Sunday, February 24, 2008
Something about having snow on the ground sends me into a baking frenzy, even when it's melting away and meandering in rivulets down the gutters. The result seems to always be at least one type of cookie scenting my home and decorating my counters. I wanted a spice cookie today, but something a little more interesting then your typical spice wafer. Since I've watched far too much Nigella lately, I wanted to play a tribute to my British roots by transforming this classically German cookie. These flavor packed nibbles have an unexpected punch from exotic cardamom (a nod to Britain's Indian colonies that have permeated the flavors of their national cuisine), dark rum to recognize the U.K.'s influence in the Carribean and a sweet note provided by buttery English toffee bits. The perfect combo of sugar and spice.

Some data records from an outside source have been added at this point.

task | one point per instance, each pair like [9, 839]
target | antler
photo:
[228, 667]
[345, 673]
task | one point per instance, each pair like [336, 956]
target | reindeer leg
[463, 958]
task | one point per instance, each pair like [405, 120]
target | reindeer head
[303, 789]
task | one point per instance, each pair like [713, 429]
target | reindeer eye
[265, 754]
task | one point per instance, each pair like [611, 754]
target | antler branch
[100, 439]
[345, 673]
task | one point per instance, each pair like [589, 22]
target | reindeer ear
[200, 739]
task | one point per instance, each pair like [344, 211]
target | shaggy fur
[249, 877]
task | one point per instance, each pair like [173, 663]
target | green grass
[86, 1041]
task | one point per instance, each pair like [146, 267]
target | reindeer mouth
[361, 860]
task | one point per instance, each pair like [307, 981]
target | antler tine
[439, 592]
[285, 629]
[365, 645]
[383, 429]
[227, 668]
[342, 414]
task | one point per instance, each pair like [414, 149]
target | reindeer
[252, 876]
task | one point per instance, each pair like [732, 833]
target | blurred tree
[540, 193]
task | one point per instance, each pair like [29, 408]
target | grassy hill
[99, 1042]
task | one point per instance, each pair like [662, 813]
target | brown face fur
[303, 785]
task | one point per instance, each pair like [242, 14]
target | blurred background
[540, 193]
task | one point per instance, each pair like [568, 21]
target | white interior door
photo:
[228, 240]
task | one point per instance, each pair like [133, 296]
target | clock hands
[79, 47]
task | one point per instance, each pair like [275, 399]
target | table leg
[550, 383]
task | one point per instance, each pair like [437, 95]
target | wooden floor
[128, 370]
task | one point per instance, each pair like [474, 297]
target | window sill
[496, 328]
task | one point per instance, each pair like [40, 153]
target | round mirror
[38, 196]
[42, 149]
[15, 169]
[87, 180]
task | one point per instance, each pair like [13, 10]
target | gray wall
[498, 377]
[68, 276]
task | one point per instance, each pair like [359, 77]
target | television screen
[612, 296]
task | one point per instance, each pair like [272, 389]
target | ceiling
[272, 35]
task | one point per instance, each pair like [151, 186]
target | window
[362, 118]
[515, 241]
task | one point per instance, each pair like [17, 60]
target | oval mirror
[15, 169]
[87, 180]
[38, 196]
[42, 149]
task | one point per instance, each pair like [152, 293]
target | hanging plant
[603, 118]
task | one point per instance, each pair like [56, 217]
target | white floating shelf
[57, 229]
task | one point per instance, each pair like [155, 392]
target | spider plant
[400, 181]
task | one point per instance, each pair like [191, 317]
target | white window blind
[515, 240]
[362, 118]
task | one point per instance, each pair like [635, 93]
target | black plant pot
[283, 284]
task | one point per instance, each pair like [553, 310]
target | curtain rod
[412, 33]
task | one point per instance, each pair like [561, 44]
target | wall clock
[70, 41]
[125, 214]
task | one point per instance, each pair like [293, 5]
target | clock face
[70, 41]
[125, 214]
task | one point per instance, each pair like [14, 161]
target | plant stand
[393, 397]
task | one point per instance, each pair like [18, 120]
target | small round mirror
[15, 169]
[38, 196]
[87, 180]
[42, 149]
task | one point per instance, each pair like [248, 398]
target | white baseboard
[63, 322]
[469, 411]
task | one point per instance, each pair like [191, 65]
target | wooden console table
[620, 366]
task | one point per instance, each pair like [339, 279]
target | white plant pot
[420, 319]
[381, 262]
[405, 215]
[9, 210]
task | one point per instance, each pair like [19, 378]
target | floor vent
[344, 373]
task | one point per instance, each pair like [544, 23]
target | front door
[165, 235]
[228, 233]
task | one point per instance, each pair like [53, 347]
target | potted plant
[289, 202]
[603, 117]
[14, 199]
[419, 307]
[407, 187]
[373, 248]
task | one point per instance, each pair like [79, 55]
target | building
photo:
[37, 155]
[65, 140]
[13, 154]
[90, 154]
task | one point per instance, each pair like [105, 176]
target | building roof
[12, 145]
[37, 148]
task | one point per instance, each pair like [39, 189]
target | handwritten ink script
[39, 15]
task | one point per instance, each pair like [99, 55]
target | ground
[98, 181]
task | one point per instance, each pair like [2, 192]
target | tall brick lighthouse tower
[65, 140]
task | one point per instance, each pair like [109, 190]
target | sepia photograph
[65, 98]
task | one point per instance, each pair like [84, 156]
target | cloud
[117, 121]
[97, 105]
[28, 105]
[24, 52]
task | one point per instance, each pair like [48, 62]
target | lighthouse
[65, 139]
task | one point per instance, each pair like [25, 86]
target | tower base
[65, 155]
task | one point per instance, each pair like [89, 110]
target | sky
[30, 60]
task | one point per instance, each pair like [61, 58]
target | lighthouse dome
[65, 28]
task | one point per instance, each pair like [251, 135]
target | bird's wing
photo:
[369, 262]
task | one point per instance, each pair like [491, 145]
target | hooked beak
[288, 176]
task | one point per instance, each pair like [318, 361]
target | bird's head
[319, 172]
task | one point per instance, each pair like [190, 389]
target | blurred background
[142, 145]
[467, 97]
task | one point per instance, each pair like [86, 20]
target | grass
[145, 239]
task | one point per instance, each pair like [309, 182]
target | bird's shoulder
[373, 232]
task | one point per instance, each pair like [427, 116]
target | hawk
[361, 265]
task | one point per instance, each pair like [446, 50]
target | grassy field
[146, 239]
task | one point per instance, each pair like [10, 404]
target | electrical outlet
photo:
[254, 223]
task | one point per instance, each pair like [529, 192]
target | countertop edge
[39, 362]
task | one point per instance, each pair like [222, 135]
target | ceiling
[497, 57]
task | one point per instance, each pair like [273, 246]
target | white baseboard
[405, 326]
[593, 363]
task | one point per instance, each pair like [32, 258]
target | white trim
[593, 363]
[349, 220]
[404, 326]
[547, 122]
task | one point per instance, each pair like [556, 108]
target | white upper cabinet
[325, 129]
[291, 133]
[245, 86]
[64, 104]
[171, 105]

English Toffee Pfeffernüse
1 stick unsalted butter, softened
3/4 cup brown sugar
1 large egg
1/2 cup unsulphered molasses
3 cups sifted all purpose flour
1 tsp cinnamon
1/2 tsp freshly ground green cardamom
1/2 tsp freshly grated nutmeg
1/2 tsp freshly ground black pepper
1/2 tsp allspice
1/2 tsp salt
3/4 teaspoon baking powder
2 tsp warm dark rum
1/2 tsp almond extract
zest of one lime
zest of one orange
1/2 cup Heath Bar bits
Cream butter and brown sugar together. Beat in egg and molasses. Sift together flour and spices. Add half of the flour mixture to the wet ingredients and stir until combined. Dissolve baking soda in rum and add along with extract and zest. After combined, mix in the remainder of the flour mixture, then stir in toffee bits. Put in the freezer for 30 minutes, then refrigerate for at least one hour or overnight.
Preheat oven to 350 degrees. Spoon dough in 3/4 inch balls onto greased, parchment lined baking sheets - about 1 inch apart. Bake 12-14 minutes, rotating sheet halfway through, until slightly darkened on the edges.
Food Find: Chemex 6 cup Coffee Maker
I have to admit, I am not a huge coffee fan. That is to say, I love the smell of it so much that the taste tends to disappoint me. I do have fond memories of flavored coffees that my mother used to brew by the cup in a plastic manual drip placed over a mug. It was the best tasting coffee I had ever had. So I finally convinced myself it would be worth it to invest in a manual drip. Now, you can certainly find the plastic version for a few bucks, but I love this Chemex carafe because it doubles as beautiful, classic counter art (One even graces Monica's kitchen in Friends).
The unbleached Chemex filters also cut out the bitterness in the coffee, brewing a smooth yet rich cup every time. The perfect beverage to accompany my pfeffernüse!